第40話 白き牢獄
事件は、あまりに突然だった。
氷室と共に学園に入っていったティナとコハル――それっきり、連絡が途絶えた。
時刻はすでに午後七時を回っている。
「お嬢様は今、二人と自習室で勉強しているそうです」
ハンドルを握る東の声に、レイは険しい目を向けた。
「氷室とは連絡ついてるのか? ……でも他の二人はいくら電話しても反応がない」
「おかしいですね」
「心配だ。俺が中に入って探してくる」
レイは車のドアを乱暴に開け、夜気の中へ飛び出そうとした。
しかしその腕を東が掴む。
「待ってください。昼にも言いましたが、この学園のセキュリティは異常です。そして職員たちの頭もぶっ飛んでます。場合によっては平気で人を殺すかもしれません」
「じゃあ、このまま黙って待てっていうのか?」
「いいえ」
東は薄く笑い、エンジンを再びかけた。
その目には、奇妙な自信が宿っている。
「――抜け道があります」
◇
数分後。
二人は立ち入り禁止と書かれた柵を越え、学園の裏手へ回っていた。
そこに、ぽっかりと口を開けた古い鉄扉がある。錆びついたプレートには、かすれた文字でこう刻まれていた。
“旧地下防空路入口”
「この通路を進めば、学園の地下に出ます」
廃止されたはずの通路。だが、暗闇の中には所々淡い光が揺らめいていた。
まるで、誰かが奥で灯りを点しているかのようだ。
「……明るいな。電気が通ってるのか?」
「いえ……電源は何十年も前に止まっているはずです」
東が首を傾げる。
レイは壁を撫でた。ひんやりと冷たい。
地面は微かに湿っている。
「戦時中、この道は生徒たちの避難壕として使われていたそうです。お嬢様は入学してすぐ、友達のいない寂しさから学園中を探検していました。そんな時、偶然この通路を見つけたと聞きました」
「大発見じゃないか」
「ははっ、そうですね──無駄話はこの辺にしておきましょう。お出迎えのようですね」
東は通路の奥、闇の中を睨む。
足音が水溜まりを割る音とともに、パキパキと響いた。
レイは咄嗟に拳銃を握った。
「誰だ!」
「……」
「もしかしたら学園の関係者かもしれませんね。となると、ここにもセキュリティが」
想像を超えていたのだろう。
東の顔に悔しさと焦りが滲む。
冷静な彼にしては珍しく、歯を食いしばる音が聞こえた。
「もう一度聞く。
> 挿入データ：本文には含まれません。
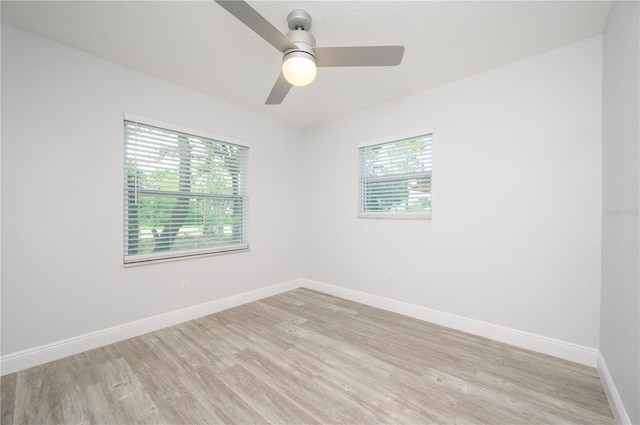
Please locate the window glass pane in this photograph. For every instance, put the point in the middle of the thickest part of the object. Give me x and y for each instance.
(395, 178)
(184, 194)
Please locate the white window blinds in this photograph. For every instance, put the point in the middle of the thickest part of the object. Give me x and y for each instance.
(395, 179)
(184, 194)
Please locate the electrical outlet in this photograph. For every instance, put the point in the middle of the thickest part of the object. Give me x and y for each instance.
(184, 285)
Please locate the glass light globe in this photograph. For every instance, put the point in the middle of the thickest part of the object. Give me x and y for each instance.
(299, 69)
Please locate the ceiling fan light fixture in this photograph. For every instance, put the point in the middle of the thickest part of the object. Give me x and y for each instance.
(299, 68)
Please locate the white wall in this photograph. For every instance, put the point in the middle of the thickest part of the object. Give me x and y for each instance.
(515, 235)
(62, 201)
(620, 311)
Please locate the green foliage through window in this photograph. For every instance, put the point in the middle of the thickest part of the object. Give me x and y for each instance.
(395, 178)
(184, 194)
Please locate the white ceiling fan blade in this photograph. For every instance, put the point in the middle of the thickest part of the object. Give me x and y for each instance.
(279, 91)
(251, 18)
(359, 56)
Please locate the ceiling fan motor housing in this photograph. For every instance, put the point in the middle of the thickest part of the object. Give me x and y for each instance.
(304, 40)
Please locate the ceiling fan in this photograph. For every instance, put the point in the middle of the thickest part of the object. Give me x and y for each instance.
(300, 56)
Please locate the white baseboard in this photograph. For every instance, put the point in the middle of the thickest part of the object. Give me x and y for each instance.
(541, 344)
(14, 362)
(45, 353)
(619, 412)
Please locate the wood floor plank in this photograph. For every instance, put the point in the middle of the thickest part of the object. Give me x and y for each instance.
(7, 398)
(304, 357)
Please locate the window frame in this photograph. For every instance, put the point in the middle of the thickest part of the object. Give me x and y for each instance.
(398, 215)
(173, 255)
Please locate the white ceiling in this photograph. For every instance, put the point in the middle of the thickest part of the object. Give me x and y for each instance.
(199, 45)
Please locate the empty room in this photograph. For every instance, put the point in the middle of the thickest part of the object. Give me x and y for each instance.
(297, 212)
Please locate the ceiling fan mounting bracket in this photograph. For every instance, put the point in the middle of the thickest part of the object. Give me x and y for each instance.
(299, 20)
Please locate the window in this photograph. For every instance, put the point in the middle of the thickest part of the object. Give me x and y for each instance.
(184, 195)
(395, 179)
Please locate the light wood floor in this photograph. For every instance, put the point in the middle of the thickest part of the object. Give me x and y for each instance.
(304, 357)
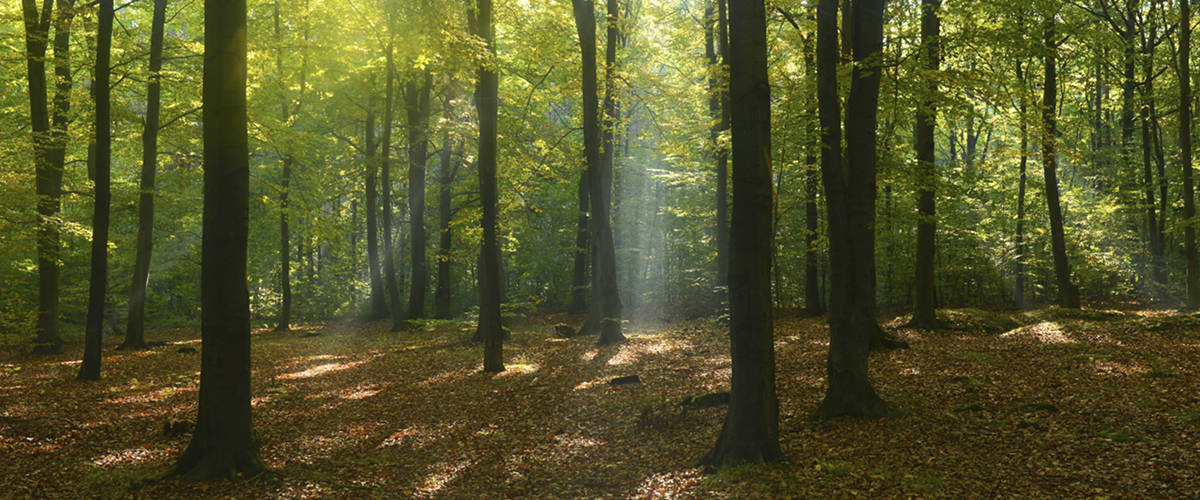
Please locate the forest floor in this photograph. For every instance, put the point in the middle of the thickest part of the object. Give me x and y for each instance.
(1045, 403)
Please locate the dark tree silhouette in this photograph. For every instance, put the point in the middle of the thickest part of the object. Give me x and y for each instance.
(750, 433)
(225, 443)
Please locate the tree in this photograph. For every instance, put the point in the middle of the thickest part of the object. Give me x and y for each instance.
(135, 325)
(48, 179)
(389, 260)
(99, 281)
(750, 433)
(417, 98)
(850, 205)
(225, 443)
(1068, 295)
(923, 315)
(1189, 209)
(604, 313)
(490, 284)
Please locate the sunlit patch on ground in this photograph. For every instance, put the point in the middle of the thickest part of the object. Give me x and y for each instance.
(441, 475)
(1109, 368)
(647, 345)
(129, 457)
(669, 485)
(1045, 332)
(418, 435)
(321, 369)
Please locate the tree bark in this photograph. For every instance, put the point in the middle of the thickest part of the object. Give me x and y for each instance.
(1189, 208)
(1068, 295)
(378, 296)
(225, 444)
(490, 284)
(750, 433)
(1019, 289)
(923, 314)
(417, 96)
(97, 284)
(850, 206)
(604, 314)
(48, 179)
(389, 254)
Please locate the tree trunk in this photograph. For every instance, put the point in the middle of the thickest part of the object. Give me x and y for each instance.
(723, 154)
(750, 433)
(813, 302)
(135, 325)
(389, 254)
(285, 319)
(417, 97)
(99, 281)
(490, 284)
(580, 269)
(447, 174)
(378, 296)
(225, 444)
(48, 179)
(923, 315)
(1068, 296)
(850, 208)
(604, 314)
(1019, 289)
(1189, 208)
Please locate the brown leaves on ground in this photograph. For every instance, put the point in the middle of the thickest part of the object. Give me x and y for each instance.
(1050, 403)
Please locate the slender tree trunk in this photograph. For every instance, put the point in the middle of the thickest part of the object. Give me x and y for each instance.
(1019, 291)
(135, 326)
(923, 315)
(99, 281)
(490, 284)
(1068, 295)
(442, 294)
(418, 106)
(813, 302)
(378, 296)
(580, 269)
(285, 320)
(1153, 226)
(389, 254)
(48, 179)
(225, 444)
(850, 206)
(723, 154)
(1189, 208)
(750, 433)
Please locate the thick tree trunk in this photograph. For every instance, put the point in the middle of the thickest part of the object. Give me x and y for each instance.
(389, 254)
(48, 179)
(1019, 289)
(1068, 295)
(135, 325)
(225, 444)
(605, 312)
(1189, 208)
(923, 315)
(490, 284)
(850, 208)
(378, 296)
(417, 97)
(97, 284)
(750, 433)
(445, 179)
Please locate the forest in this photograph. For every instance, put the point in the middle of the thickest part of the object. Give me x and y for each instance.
(598, 248)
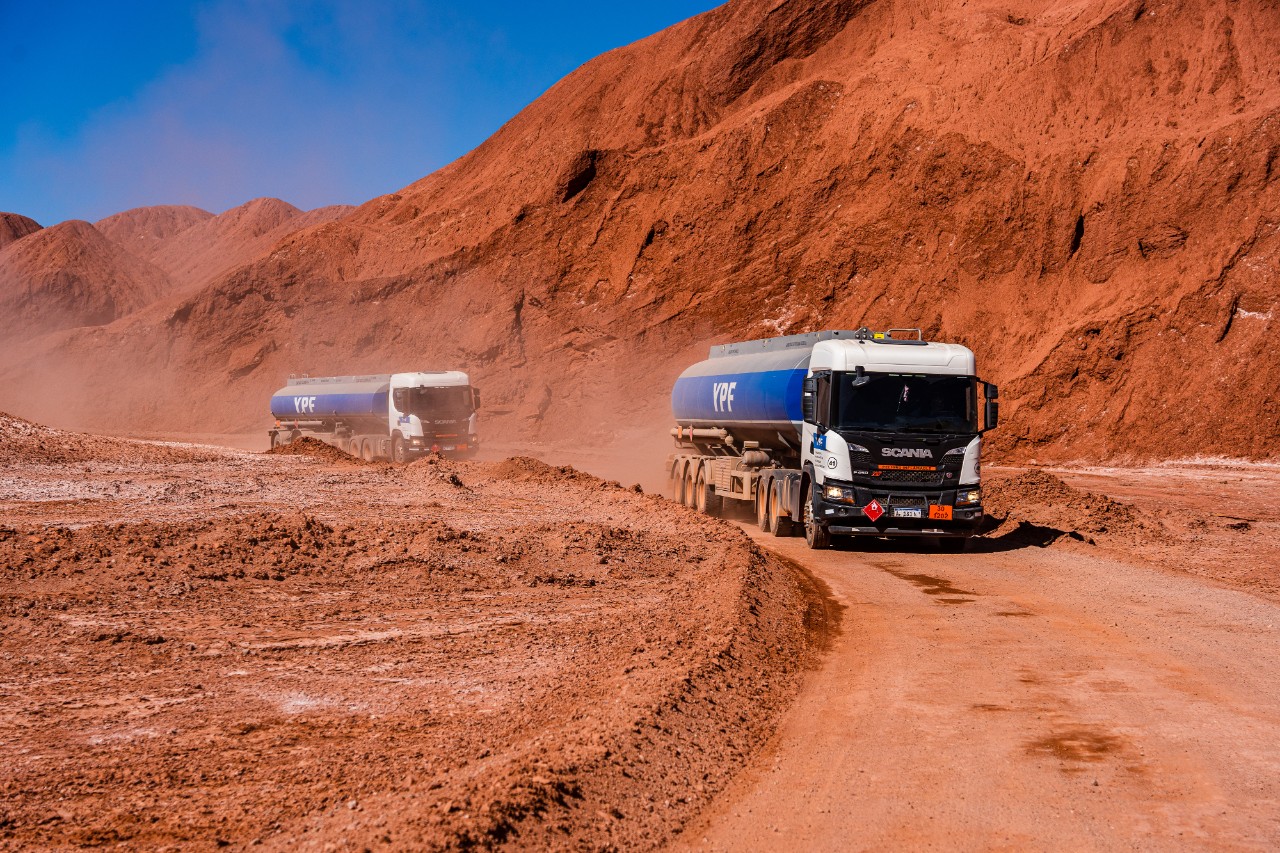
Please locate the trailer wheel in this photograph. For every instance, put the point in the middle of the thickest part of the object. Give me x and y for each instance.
(781, 524)
(816, 534)
(704, 495)
(689, 496)
(762, 509)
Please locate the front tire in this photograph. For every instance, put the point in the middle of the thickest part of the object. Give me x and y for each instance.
(816, 534)
(762, 510)
(781, 524)
(704, 493)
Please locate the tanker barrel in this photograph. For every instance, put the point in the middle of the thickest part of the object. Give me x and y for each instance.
(743, 397)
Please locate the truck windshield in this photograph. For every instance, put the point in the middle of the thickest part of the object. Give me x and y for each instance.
(894, 401)
(435, 404)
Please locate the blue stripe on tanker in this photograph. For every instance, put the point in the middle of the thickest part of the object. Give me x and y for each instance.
(769, 396)
(300, 405)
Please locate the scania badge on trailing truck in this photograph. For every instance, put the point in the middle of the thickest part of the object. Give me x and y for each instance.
(396, 415)
(836, 433)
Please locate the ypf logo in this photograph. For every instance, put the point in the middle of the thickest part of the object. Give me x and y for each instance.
(722, 396)
(909, 452)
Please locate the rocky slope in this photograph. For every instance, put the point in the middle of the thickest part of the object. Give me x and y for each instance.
(16, 227)
(145, 229)
(71, 276)
(1086, 195)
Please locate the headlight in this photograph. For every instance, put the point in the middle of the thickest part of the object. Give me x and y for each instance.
(839, 493)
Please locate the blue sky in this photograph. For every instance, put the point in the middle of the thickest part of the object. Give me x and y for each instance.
(115, 105)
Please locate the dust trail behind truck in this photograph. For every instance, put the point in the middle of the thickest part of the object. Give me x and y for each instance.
(393, 416)
(836, 433)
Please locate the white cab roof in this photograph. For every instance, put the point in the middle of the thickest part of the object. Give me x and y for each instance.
(442, 379)
(894, 356)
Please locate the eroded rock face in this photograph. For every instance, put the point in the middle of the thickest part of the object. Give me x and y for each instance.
(71, 276)
(1083, 196)
(16, 227)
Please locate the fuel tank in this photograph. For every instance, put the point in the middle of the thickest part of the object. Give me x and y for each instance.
(344, 397)
(754, 395)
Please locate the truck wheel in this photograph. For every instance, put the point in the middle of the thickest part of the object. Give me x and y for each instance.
(816, 536)
(781, 524)
(689, 493)
(708, 502)
(762, 509)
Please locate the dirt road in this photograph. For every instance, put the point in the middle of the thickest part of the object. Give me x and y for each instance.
(1036, 698)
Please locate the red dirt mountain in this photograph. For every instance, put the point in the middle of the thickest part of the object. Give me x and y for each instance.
(144, 229)
(16, 227)
(216, 245)
(1087, 195)
(71, 276)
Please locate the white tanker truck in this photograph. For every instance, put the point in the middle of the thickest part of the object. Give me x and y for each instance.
(397, 416)
(836, 433)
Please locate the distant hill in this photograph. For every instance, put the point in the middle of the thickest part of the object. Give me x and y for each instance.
(71, 276)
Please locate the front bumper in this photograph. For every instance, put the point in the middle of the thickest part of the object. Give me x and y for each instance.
(845, 519)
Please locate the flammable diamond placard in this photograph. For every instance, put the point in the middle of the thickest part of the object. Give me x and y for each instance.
(873, 510)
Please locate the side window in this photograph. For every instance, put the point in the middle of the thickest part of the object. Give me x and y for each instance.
(822, 397)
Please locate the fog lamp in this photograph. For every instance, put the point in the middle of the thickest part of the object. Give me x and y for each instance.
(839, 493)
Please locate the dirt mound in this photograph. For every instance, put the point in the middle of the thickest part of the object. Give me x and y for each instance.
(531, 470)
(297, 651)
(1083, 195)
(144, 229)
(1038, 505)
(216, 245)
(16, 227)
(71, 276)
(315, 448)
(26, 443)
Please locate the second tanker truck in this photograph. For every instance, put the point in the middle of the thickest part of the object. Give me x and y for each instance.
(397, 416)
(836, 433)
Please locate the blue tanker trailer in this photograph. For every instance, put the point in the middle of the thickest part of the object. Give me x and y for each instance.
(836, 433)
(396, 416)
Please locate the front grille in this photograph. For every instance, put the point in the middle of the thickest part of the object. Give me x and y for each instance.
(909, 477)
(860, 459)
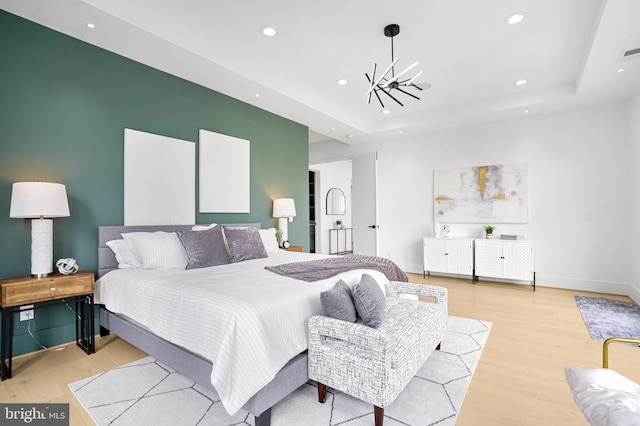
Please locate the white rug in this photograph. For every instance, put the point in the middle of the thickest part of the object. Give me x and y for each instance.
(147, 392)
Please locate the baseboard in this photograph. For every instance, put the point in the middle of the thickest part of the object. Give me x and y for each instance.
(607, 287)
(634, 293)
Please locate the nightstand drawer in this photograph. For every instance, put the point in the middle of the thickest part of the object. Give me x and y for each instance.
(26, 290)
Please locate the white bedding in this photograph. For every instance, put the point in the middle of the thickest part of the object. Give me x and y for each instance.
(248, 321)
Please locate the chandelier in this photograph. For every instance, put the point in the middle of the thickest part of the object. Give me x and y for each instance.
(386, 83)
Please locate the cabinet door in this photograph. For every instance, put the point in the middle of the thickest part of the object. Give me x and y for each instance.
(489, 258)
(518, 260)
(435, 258)
(460, 257)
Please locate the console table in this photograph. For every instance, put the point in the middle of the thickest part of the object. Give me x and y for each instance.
(17, 292)
(342, 239)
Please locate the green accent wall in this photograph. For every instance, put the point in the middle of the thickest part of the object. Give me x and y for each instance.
(64, 105)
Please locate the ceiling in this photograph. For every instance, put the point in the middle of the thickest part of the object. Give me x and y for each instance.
(569, 51)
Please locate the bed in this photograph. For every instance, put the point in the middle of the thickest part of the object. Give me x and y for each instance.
(252, 364)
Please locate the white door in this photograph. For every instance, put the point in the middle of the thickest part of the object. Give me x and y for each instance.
(460, 257)
(489, 259)
(435, 254)
(518, 260)
(364, 214)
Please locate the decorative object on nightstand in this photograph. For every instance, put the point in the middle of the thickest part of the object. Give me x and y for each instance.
(40, 201)
(488, 229)
(284, 209)
(76, 289)
(67, 266)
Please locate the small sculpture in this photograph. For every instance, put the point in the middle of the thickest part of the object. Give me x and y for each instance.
(67, 266)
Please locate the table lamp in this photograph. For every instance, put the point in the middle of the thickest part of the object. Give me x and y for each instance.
(40, 201)
(283, 209)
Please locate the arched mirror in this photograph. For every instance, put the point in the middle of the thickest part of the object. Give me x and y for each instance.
(336, 203)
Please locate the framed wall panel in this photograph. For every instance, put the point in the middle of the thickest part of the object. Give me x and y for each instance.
(224, 163)
(159, 180)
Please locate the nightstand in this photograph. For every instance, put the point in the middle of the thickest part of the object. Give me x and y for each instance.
(57, 288)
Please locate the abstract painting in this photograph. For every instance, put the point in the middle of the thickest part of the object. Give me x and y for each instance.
(483, 194)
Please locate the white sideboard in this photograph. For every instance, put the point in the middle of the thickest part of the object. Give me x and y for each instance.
(507, 259)
(448, 255)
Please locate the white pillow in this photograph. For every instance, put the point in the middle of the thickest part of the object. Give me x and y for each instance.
(124, 254)
(605, 397)
(158, 250)
(203, 227)
(269, 240)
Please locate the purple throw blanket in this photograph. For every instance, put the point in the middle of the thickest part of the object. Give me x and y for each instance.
(315, 270)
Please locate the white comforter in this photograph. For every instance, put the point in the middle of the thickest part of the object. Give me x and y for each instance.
(248, 321)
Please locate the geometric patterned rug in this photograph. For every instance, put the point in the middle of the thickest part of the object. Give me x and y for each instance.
(147, 392)
(607, 318)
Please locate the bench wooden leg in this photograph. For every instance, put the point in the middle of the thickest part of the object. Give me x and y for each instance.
(378, 415)
(322, 393)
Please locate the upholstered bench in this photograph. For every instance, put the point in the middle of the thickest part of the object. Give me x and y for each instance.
(605, 397)
(375, 364)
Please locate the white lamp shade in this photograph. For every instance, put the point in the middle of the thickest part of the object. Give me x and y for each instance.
(38, 199)
(284, 207)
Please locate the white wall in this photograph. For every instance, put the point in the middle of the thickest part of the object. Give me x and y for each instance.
(330, 175)
(634, 211)
(579, 190)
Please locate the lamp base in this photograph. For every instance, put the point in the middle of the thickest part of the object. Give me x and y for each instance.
(282, 225)
(41, 247)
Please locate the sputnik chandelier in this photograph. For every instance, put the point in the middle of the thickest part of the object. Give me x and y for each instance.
(388, 83)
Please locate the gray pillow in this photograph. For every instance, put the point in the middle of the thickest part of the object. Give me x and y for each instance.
(338, 303)
(369, 300)
(244, 244)
(204, 248)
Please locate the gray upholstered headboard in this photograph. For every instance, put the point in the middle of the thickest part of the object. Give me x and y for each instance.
(107, 260)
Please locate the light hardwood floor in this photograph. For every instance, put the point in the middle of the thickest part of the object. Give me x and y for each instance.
(519, 380)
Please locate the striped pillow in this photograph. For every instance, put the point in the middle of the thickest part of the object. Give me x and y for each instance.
(157, 250)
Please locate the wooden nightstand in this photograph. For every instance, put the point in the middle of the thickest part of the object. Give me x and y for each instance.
(18, 291)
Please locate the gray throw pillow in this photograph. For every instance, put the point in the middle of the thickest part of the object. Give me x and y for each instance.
(369, 300)
(244, 244)
(204, 248)
(338, 303)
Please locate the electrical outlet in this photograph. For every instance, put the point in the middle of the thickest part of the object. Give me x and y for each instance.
(26, 315)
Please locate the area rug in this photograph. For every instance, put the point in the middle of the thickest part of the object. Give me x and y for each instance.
(607, 318)
(147, 392)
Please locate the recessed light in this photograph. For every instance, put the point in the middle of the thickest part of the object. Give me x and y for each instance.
(268, 31)
(515, 18)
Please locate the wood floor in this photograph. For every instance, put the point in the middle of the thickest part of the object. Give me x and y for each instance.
(519, 380)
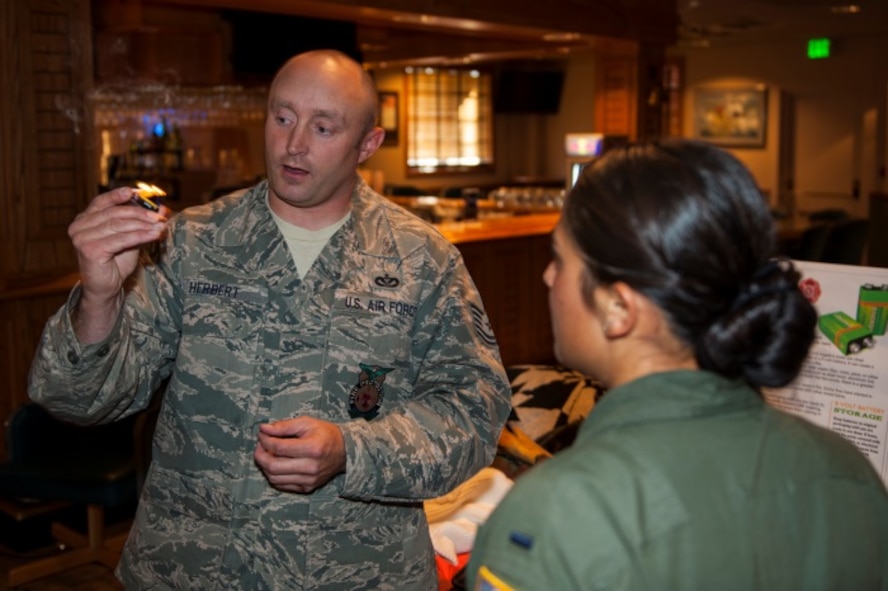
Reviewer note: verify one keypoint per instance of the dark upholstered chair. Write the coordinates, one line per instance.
(846, 242)
(811, 244)
(50, 460)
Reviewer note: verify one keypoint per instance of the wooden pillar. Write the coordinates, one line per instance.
(46, 165)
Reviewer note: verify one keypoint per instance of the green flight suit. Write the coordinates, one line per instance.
(685, 480)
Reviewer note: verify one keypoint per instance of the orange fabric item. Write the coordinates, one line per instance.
(446, 570)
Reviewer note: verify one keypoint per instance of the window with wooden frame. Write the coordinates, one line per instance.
(449, 120)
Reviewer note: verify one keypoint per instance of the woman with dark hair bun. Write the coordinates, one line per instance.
(664, 285)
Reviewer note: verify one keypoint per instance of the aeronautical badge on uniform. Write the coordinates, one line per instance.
(366, 396)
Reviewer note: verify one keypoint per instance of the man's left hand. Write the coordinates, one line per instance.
(301, 454)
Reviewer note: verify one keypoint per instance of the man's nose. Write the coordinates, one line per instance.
(296, 143)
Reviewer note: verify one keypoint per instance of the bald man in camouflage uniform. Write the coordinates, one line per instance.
(307, 414)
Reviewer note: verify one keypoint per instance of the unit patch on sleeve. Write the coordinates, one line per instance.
(366, 396)
(482, 326)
お前は誰だ! 答えないなら撃つぞ」
「……」
やむを得ない。
レイは銃の引き金に手をかけた。
姿は見えなくても、音で大体の場所はわかっている。
後は一か八か——
破裂音が地下通路に響く。
「チッ、外した」
レイはもう一度引き金に手をかけた——刹那、空気が凍った。
通路は一瞬で白い氷に覆われる。
足は動かない。氷に掴まれるように拘束された。
本気を出せば逃れられるが、能力についてはできる限り開示したくない。
レイは、ふと東の方へ首を向けた。
「東さん!?」
「……」
闇の中にいる"誰か"と同じで、東も反応がない。
なぜなら──氷の像となってしまっていたからだ。